Client interviews are the bread and butter of many media relations experts. However, PR advisors don’t always manage to get the best out of such reputation management opportunities.
Of course, the ultimate aim of an interview is an impeccable story in a leading media outlet. But there is more to it, such as client education and building a truly helpful and trusted relationship with the reporter. The easiest way to do that is to record the interview itself. Here are five reasons why a PR advisor should always record a client interview:
- Back it up. If the reporter’s recorder fails, runs out of battery or gets spilled over during lunch and the record is accidentally lost, you always have a safe back-up that can help the reporter go through the talk after the meeting is over.
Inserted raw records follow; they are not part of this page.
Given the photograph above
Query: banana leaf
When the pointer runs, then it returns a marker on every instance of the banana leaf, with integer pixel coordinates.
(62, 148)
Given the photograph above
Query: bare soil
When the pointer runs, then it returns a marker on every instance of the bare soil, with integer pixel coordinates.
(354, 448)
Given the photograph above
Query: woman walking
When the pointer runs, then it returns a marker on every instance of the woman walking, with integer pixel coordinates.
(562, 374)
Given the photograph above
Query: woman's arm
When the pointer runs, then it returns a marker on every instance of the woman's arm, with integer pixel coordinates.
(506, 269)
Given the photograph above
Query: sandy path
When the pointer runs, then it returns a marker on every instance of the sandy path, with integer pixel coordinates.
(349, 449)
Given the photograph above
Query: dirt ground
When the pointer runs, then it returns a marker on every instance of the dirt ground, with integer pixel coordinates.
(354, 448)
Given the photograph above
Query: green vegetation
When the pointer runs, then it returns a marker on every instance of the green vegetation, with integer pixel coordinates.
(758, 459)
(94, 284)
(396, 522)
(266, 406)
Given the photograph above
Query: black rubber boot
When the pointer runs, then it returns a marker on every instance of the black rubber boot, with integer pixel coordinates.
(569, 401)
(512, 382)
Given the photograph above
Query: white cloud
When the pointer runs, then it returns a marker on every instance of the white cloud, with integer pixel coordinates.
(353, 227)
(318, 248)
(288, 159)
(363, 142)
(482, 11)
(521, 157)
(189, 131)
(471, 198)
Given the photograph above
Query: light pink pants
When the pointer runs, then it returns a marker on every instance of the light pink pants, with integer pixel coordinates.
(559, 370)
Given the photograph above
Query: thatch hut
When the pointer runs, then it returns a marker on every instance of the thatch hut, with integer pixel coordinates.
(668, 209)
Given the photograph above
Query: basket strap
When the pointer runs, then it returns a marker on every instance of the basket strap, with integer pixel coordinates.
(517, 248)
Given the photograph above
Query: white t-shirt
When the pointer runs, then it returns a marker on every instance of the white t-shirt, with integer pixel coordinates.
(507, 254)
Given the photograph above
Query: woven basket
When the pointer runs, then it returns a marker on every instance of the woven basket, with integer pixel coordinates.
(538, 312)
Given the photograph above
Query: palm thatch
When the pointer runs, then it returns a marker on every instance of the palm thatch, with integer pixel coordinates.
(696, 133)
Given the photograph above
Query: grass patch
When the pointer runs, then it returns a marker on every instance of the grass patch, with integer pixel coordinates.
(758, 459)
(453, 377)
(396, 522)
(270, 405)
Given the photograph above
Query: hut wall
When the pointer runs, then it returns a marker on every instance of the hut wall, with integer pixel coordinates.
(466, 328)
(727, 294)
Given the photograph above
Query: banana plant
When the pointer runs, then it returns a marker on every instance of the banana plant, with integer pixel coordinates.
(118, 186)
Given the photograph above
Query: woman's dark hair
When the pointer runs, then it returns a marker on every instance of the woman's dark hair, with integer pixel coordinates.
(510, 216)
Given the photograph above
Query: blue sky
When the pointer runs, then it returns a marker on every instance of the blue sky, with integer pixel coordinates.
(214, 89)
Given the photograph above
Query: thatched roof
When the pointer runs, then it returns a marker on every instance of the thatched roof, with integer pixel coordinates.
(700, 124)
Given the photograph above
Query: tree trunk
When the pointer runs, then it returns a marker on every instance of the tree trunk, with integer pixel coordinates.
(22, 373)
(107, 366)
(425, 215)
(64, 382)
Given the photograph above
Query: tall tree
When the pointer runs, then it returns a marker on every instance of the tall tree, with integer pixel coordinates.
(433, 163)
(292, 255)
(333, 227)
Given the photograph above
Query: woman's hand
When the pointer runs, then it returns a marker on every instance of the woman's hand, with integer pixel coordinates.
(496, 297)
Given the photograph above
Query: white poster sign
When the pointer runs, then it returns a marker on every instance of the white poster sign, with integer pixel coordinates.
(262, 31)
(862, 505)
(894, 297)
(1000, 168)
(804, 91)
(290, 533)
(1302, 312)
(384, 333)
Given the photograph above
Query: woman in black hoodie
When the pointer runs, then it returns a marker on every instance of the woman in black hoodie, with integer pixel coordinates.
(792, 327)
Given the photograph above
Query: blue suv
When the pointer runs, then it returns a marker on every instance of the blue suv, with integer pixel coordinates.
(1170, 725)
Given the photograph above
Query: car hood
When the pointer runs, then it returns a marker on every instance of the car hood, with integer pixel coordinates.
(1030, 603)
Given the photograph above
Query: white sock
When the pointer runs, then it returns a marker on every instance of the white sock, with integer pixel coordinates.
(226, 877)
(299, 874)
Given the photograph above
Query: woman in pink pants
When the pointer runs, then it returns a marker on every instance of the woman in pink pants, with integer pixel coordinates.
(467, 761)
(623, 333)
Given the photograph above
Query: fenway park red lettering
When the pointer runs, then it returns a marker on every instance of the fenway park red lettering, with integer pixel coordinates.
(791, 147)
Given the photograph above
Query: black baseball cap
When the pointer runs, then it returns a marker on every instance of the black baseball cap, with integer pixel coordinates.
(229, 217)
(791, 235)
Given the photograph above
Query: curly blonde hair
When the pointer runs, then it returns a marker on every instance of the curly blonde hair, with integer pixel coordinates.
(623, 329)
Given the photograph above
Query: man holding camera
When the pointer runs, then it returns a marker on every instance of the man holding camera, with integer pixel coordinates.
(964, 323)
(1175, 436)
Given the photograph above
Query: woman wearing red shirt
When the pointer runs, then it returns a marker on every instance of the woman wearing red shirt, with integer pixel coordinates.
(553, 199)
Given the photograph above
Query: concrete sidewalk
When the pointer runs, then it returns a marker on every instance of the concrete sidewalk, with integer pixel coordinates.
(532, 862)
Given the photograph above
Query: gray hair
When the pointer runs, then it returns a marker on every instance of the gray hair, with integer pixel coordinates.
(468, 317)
- Patterns of speech. When somebody listens to himself after an interview and realizes how many times he says “aaaaah” during the talk, it can be a great incentive to review his public speaking skills and improve those patterns of speech that might not always be in his best interest.
- Length. When a person realizes that she answered with a 5-minute discourse to a simple question, it can also be a consistent signal to encourage the person to speak shorter and thus be more helpful to the reporter.
- Accuracy. When a reporter is asking you afterwards about the name of a certain place or person you mentioned during the talk, you can always get back to your own record and remember exactly what you tried to say at that given moment.
- Security. If your words are published in a erroneous way or misinterpreted, you have a powerful tool to back up your claim for a subsequent correction.
Reporters are not very keen of PR advisors who record interviews because they tend to take it as an unnecessary control mechanism. Instead, it would be good to understand that for a responsible PR advisor recording a client’s interview can be an opportunity to train the client AND to support the reporter in case something goes very wrong. At the end of the day it’s a triple-win situation, so why not going for it during future interviews?